Kenangan, satu kata yang sarat akan makna. Ia adalah satu peristiwa di masa lampau yang masih membekas di fikiran. Mengingatnya membuat seseorang merasa berada pada dimensi yang berbeda. Seberapa berhargakah sebuah kenangan?, itu tergantung dengan seberapa berhargakah objek kenangan itu baginya.
Kali ini kita akan berbicara kenangan, tapi bukan kenangan alay ala muda-mudi yang ditinggal pergi oleh kekasih hatinya.
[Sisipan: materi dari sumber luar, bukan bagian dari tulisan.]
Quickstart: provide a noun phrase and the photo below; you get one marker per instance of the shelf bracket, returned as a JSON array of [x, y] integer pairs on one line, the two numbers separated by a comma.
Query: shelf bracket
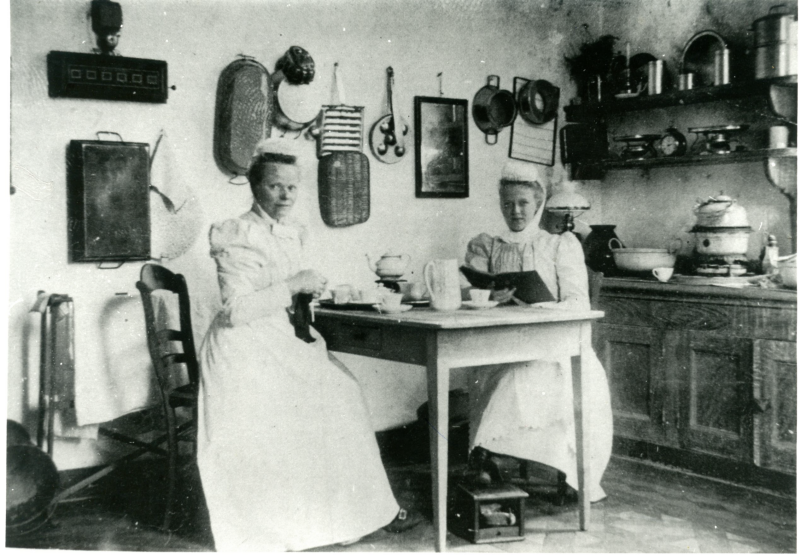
[[782, 174]]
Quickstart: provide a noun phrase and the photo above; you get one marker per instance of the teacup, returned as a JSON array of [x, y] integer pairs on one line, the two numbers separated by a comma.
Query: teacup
[[413, 290], [370, 295], [342, 294], [479, 296], [392, 300], [663, 274]]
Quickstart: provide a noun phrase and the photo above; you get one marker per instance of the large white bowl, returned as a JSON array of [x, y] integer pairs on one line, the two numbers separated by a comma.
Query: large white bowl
[[643, 259]]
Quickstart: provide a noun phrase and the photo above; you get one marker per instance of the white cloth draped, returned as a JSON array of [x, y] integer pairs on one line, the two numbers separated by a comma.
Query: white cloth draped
[[525, 409], [287, 455]]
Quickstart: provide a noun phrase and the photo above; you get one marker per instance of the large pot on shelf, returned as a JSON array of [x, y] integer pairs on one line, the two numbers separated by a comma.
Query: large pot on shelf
[[721, 228], [775, 37]]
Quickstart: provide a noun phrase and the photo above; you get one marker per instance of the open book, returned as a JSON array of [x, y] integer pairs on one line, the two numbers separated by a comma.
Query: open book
[[530, 287]]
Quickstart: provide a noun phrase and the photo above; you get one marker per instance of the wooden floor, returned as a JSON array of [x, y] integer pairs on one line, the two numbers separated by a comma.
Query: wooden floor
[[648, 509]]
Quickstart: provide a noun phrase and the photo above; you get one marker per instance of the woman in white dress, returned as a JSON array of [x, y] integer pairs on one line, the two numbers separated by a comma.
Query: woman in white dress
[[525, 410], [287, 456]]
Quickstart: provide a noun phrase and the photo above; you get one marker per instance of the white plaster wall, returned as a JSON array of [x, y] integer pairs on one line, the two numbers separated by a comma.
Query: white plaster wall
[[464, 39]]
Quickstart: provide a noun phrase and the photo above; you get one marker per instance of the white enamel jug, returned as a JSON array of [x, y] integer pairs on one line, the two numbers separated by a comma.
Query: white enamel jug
[[444, 285]]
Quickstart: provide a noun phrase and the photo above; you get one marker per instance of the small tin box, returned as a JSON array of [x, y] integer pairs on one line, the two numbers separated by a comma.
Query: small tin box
[[489, 513]]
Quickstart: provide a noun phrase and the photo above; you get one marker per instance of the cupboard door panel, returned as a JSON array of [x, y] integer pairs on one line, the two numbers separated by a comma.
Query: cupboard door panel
[[715, 402], [632, 358], [775, 401]]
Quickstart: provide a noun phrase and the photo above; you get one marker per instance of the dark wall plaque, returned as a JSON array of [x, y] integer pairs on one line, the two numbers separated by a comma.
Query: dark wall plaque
[[113, 78], [108, 201]]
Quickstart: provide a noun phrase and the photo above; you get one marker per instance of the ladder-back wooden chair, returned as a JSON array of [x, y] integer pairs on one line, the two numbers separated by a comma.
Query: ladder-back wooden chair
[[168, 348]]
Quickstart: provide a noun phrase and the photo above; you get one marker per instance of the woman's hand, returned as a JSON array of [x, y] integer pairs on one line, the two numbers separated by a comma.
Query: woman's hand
[[503, 296], [307, 281]]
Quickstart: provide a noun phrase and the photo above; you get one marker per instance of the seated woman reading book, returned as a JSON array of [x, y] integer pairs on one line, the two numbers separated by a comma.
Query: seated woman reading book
[[525, 410]]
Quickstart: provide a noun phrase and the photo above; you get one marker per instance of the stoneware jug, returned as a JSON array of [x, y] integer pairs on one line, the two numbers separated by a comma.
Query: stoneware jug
[[444, 285]]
Bukan, kita berbicara tentang kenangan dari orang hebat kedua dalam Islam, yang mengenang sahabatnya, orang hebat pertama dalam Islam.
Dialah Umar bin Khattab yang mengenang sepak terjang dan dedikasi perjuangan sahabatnya, Abu Bakar as-Shiddiq.
Cerita kenangan ini ditulis oleh Ibnu Atsir dalam kitab beliau yang berjudul Jami’ al-Ushul (8/605).
Suatu hari, Umar bin Khattab sedang duduk bernostalgia bersama para sahabat yang lain, mereka sedang bernostalgia tentang masa-masa indah bersama sebagian sahabat dan saudara-saudara mereka yang sudah dipanggil Allah, wafat mendahului mereka.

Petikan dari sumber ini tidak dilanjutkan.